RMSE (Root Mean Squared Error) penalises large errors quadratically, making it sensitive to outliers and appropriate when big deviations are disproportionately costly. MAE (Mean Absolute Error) treats all errors linearly, is more robust to outliers, and is easier to interpret in the units of the target. R-squared measures the proportion of target variance explained by the model — a value near 1 is desirable, but it can be high even for a bad model if the baseline variance is low, and it says nothing about prediction error magnitude.
How to think about it
Cover the four main regression metrics — RMSE, MAE, MAPE, R² — with the decision rule for choosing between them.
The metrics
MAE (Mean Absolute Error) = (1/n) * sum |y - y_hat|
Linear penalty. Robust to outliers. Units match the target (e.g., dollars, kilograms). Median prediction minimises MAE; mean minimises MSE.

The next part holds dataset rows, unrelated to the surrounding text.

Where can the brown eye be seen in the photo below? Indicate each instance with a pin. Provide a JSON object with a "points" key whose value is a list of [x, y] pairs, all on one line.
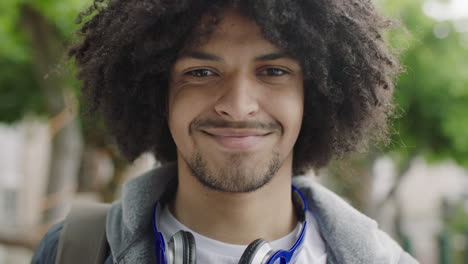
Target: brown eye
{"points": [[200, 73], [273, 72]]}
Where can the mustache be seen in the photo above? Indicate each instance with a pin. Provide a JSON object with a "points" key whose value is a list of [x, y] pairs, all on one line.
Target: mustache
{"points": [[212, 123]]}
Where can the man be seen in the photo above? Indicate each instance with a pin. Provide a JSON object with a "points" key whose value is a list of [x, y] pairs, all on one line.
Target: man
{"points": [[236, 97]]}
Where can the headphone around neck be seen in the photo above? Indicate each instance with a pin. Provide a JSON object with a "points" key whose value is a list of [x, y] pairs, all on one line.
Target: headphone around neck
{"points": [[181, 248]]}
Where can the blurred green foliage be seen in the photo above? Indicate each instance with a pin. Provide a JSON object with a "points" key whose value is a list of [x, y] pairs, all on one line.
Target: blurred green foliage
{"points": [[432, 96], [19, 88]]}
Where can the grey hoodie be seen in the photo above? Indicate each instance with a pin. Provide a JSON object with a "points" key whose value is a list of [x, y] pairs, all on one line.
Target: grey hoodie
{"points": [[350, 236]]}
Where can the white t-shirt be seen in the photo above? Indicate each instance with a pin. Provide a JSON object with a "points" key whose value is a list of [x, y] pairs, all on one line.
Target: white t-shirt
{"points": [[210, 251]]}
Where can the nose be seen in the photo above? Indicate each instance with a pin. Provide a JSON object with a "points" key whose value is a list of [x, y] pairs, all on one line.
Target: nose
{"points": [[238, 100]]}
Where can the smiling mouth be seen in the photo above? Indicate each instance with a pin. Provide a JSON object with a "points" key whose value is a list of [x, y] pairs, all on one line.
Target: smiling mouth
{"points": [[240, 140]]}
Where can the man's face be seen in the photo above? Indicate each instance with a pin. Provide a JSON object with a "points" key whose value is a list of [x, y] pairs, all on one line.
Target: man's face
{"points": [[235, 107]]}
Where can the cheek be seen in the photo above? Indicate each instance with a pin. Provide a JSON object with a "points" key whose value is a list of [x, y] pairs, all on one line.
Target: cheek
{"points": [[288, 109], [184, 106]]}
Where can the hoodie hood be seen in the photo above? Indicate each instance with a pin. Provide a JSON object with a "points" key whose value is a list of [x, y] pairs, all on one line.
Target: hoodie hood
{"points": [[350, 236]]}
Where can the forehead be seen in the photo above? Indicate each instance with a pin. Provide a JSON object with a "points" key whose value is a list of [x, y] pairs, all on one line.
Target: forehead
{"points": [[233, 31]]}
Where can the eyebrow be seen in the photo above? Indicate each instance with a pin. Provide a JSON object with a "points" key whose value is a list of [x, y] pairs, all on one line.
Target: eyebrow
{"points": [[200, 55]]}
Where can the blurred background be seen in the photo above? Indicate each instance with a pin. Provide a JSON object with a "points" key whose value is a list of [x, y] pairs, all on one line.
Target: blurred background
{"points": [[416, 187]]}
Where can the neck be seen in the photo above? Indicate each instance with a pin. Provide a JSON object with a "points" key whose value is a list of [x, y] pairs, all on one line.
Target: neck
{"points": [[236, 218]]}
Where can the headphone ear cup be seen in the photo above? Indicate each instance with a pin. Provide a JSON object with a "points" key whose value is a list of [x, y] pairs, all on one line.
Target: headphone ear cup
{"points": [[183, 244], [255, 252]]}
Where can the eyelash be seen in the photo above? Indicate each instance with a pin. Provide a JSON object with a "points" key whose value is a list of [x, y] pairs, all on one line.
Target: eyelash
{"points": [[200, 73]]}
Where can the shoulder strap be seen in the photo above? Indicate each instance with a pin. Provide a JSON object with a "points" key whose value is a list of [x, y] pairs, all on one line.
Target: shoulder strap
{"points": [[83, 238]]}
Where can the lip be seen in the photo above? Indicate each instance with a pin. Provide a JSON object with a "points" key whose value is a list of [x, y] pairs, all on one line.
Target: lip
{"points": [[230, 132], [237, 139]]}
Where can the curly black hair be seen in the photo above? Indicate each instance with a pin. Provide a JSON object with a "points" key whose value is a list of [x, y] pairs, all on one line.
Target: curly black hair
{"points": [[128, 47]]}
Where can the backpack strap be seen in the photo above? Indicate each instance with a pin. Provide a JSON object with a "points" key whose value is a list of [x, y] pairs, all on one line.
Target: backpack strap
{"points": [[83, 238]]}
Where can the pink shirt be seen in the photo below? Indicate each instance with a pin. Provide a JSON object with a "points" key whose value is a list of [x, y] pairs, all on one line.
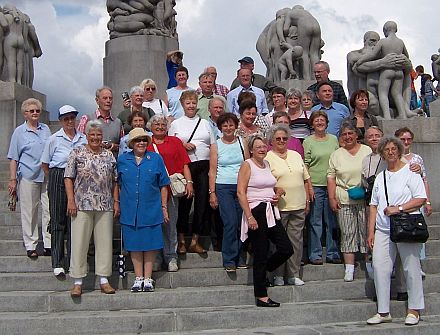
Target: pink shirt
{"points": [[260, 189]]}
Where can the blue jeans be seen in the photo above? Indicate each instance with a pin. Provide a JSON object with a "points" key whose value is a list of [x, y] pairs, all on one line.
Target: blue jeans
{"points": [[319, 207], [230, 212]]}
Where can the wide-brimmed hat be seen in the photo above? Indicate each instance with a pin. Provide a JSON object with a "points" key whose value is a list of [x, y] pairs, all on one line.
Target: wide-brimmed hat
{"points": [[137, 133], [66, 109]]}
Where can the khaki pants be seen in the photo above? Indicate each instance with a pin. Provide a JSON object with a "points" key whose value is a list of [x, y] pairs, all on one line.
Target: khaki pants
{"points": [[31, 195], [83, 225]]}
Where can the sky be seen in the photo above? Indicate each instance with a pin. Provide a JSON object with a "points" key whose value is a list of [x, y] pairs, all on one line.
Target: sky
{"points": [[73, 33]]}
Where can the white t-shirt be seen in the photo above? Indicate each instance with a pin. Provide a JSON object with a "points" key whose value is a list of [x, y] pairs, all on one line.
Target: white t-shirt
{"points": [[157, 105], [202, 139], [402, 186]]}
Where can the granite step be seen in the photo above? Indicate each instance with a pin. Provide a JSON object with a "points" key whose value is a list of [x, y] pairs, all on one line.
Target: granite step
{"points": [[201, 318]]}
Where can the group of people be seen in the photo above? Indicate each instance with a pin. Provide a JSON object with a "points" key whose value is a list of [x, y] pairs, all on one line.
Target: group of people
{"points": [[271, 176]]}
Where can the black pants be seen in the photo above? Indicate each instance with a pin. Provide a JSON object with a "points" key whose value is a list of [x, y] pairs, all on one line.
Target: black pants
{"points": [[59, 220], [199, 173], [260, 244]]}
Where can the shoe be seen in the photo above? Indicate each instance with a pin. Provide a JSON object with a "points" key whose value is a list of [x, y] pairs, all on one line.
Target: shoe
{"points": [[348, 276], [32, 254], [47, 252], [377, 319], [268, 303], [148, 285], [172, 265], [230, 269], [295, 281], [107, 289], [333, 261], [316, 262], [76, 291], [411, 319], [278, 281], [196, 248], [138, 284], [181, 248], [402, 296], [59, 273]]}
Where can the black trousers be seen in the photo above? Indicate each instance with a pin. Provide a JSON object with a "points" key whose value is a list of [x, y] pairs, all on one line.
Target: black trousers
{"points": [[59, 220], [260, 244], [201, 220]]}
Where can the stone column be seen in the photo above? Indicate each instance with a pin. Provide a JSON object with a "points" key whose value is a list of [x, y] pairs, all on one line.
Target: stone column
{"points": [[130, 59], [12, 96]]}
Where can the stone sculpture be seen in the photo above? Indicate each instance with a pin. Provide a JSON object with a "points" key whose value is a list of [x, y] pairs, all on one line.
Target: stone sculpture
{"points": [[382, 67], [290, 45], [141, 17], [19, 45]]}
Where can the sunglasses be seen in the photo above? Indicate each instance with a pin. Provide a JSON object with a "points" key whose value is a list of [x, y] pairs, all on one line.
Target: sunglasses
{"points": [[139, 140]]}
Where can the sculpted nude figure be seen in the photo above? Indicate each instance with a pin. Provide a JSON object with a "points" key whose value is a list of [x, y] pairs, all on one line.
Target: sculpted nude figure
{"points": [[391, 81]]}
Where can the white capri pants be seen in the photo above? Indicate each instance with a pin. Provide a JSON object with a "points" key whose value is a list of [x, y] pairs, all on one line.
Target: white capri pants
{"points": [[384, 255]]}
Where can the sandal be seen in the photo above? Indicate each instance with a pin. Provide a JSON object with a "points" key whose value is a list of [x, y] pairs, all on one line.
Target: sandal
{"points": [[32, 254]]}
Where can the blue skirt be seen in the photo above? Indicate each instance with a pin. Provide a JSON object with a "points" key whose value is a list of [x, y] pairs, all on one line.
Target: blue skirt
{"points": [[142, 238]]}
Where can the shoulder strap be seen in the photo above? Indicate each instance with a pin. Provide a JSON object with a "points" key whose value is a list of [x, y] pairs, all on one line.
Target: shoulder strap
{"points": [[195, 128], [385, 184]]}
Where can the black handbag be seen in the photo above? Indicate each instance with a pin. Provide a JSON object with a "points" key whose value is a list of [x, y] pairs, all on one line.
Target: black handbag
{"points": [[406, 227]]}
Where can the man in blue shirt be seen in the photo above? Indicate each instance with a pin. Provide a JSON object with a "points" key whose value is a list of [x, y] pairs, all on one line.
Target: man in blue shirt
{"points": [[336, 112], [244, 77]]}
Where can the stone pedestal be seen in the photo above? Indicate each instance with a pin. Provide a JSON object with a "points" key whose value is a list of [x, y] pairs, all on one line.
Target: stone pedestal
{"points": [[12, 96], [426, 144], [130, 59]]}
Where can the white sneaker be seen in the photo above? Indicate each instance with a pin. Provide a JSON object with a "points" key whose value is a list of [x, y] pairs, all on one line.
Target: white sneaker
{"points": [[59, 272], [278, 281], [137, 285], [411, 319], [348, 276], [172, 265], [148, 285], [377, 319], [295, 281]]}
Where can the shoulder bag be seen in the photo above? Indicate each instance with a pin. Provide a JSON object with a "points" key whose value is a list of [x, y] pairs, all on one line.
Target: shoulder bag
{"points": [[406, 227]]}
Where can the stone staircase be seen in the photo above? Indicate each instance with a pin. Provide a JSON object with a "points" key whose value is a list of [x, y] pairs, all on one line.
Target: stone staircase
{"points": [[201, 298]]}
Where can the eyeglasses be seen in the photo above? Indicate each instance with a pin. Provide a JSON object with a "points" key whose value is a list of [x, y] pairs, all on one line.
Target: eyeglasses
{"points": [[139, 140]]}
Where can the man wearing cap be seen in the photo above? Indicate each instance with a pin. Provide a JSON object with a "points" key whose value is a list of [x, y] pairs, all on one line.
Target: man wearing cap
{"points": [[173, 62], [257, 80], [219, 89], [111, 126], [53, 162], [322, 70], [244, 77]]}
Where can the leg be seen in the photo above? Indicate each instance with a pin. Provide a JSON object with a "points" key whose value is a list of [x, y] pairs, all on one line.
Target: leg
{"points": [[81, 232], [384, 254], [29, 199], [231, 218], [103, 237]]}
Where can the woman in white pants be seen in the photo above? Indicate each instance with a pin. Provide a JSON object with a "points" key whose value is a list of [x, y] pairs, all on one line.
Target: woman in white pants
{"points": [[406, 193]]}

RMSE (Root Mean Squared Error) = sqrt((1/n) * sum (y - y_hat)²)
Quadratic penalty. Dominated by the largest errors. Units match the target. Use when large errors are especially costly — e.g., demand forecasting where a 10x overstock is far worse than a 2x overstock.
MAPE (Mean Absolute Percentage Error) = (100/n) * sum |(y - y_hat) / y|
Scale-independent, making it useful for comparing models across different targets. Undefined when y = 0; asymmetric (over-predictions are bounded at 100% but under-predictions are not). Use with caution on targets that can be zero or near-zero.

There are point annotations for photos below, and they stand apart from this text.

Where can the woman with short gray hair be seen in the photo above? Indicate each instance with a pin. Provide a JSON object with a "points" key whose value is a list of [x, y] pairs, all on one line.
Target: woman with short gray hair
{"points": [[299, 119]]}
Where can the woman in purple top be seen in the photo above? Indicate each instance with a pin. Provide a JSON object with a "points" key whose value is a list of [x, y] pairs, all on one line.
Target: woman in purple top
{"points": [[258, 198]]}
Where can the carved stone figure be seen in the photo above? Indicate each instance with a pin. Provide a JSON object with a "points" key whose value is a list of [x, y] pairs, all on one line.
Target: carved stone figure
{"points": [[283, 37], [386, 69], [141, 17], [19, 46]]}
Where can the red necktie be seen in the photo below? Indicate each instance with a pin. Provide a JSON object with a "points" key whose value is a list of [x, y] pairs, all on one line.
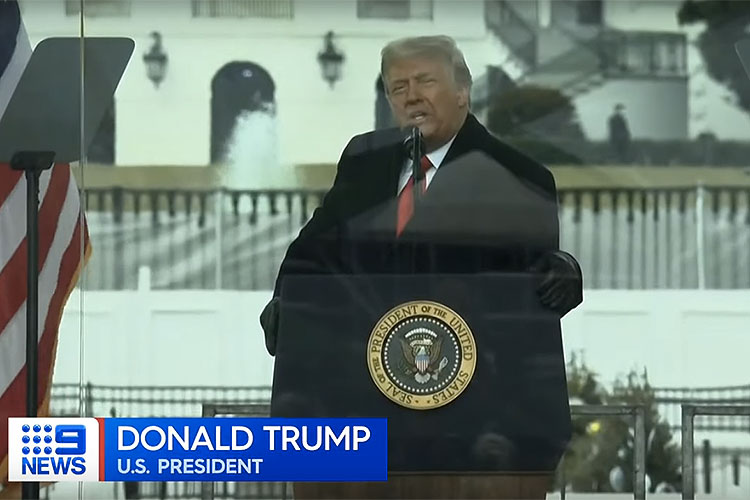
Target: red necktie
{"points": [[406, 198]]}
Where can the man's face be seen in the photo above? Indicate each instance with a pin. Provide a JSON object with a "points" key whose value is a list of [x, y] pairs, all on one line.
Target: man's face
{"points": [[423, 93]]}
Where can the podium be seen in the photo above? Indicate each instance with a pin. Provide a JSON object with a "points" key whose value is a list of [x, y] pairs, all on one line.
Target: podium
{"points": [[440, 331], [487, 410]]}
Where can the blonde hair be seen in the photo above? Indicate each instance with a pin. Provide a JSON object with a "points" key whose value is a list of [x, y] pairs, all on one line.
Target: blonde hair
{"points": [[439, 46]]}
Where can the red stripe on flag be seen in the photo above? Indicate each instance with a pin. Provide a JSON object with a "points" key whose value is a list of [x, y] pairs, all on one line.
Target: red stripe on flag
{"points": [[13, 275], [13, 400], [101, 449], [8, 180]]}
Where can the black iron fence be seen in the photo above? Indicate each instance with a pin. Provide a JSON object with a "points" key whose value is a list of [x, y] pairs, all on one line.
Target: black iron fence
{"points": [[669, 403], [68, 399], [625, 238], [176, 401]]}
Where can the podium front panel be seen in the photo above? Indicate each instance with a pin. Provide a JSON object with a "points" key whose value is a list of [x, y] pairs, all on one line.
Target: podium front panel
{"points": [[510, 414]]}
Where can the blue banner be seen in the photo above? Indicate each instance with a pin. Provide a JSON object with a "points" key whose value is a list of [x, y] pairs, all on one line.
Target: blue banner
{"points": [[245, 449]]}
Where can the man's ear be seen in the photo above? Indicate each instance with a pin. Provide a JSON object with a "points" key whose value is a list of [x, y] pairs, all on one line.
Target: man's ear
{"points": [[463, 97]]}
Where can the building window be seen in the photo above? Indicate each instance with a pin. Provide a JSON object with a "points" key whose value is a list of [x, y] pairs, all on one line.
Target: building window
{"points": [[590, 12], [98, 8], [274, 9], [394, 9]]}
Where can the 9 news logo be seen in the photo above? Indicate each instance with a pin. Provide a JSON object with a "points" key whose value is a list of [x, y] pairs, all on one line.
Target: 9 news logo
{"points": [[53, 449]]}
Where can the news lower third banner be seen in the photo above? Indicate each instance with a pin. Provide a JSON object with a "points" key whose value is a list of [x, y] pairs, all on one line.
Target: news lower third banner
{"points": [[197, 449]]}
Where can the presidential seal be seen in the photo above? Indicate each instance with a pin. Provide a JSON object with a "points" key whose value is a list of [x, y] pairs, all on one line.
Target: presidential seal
{"points": [[421, 355]]}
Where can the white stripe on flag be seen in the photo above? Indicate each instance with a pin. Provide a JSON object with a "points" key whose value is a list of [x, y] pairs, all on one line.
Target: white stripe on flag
{"points": [[12, 216], [13, 337], [9, 78]]}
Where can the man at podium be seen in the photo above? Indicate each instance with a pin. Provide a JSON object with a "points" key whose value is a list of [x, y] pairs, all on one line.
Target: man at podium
{"points": [[477, 208]]}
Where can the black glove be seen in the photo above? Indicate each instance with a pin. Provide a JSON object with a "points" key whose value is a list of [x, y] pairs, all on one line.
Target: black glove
{"points": [[561, 287], [269, 321]]}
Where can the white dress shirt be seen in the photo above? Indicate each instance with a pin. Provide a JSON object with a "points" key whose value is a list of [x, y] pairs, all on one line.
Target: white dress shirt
{"points": [[436, 158]]}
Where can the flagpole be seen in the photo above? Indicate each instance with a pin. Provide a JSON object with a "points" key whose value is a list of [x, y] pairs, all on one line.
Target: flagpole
{"points": [[32, 164]]}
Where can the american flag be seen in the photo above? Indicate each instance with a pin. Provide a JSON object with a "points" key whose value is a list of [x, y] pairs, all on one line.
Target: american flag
{"points": [[63, 250]]}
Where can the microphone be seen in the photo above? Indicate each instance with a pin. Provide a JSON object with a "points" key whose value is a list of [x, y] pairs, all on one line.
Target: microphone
{"points": [[413, 148]]}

R² (Coefficient of Determination) = 1 - SS_res / SS_tot
Where SS_res = sum (y - y_hat)² and SS_tot = sum (y - y_bar)².
R² is the fraction of variance in the target explained by the model. R² = 1 is a perfect fit; R² = 0 means the model is no better than always predicting the mean; R² can be negative (meaning the model is worse than predicting the mean).
Choosing between RMSE and MAE
| Situation | Prefer |
|---|---|
| Outliers are common and should not drive evaluation | MAE |
| Large errors are disproportionately costly | RMSE |
| Communicating error to non-technical stakeholders | MAE (intuitive units) |
| Training loss for gradient-based models | MSE (differentiable everywhere) |
| Comparing across datasets with different target scales | MAPE or normalised variants |
R² gotchas
- Adding any feature to a linear regression cannot decrease R² on training data, even a random noise feature. Use adjusted R² when comparing models with different numbers of features.
- A high R² does not guarantee small absolute errors. If target variance is enormous (e.g., house prices range ±$1M), R² = 0.95 can still imply RMSE = $50,000.
- R² is defined for the OLS comparison to the mean — it is less interpretable for non-linear models or when the target distribution is highly skewed.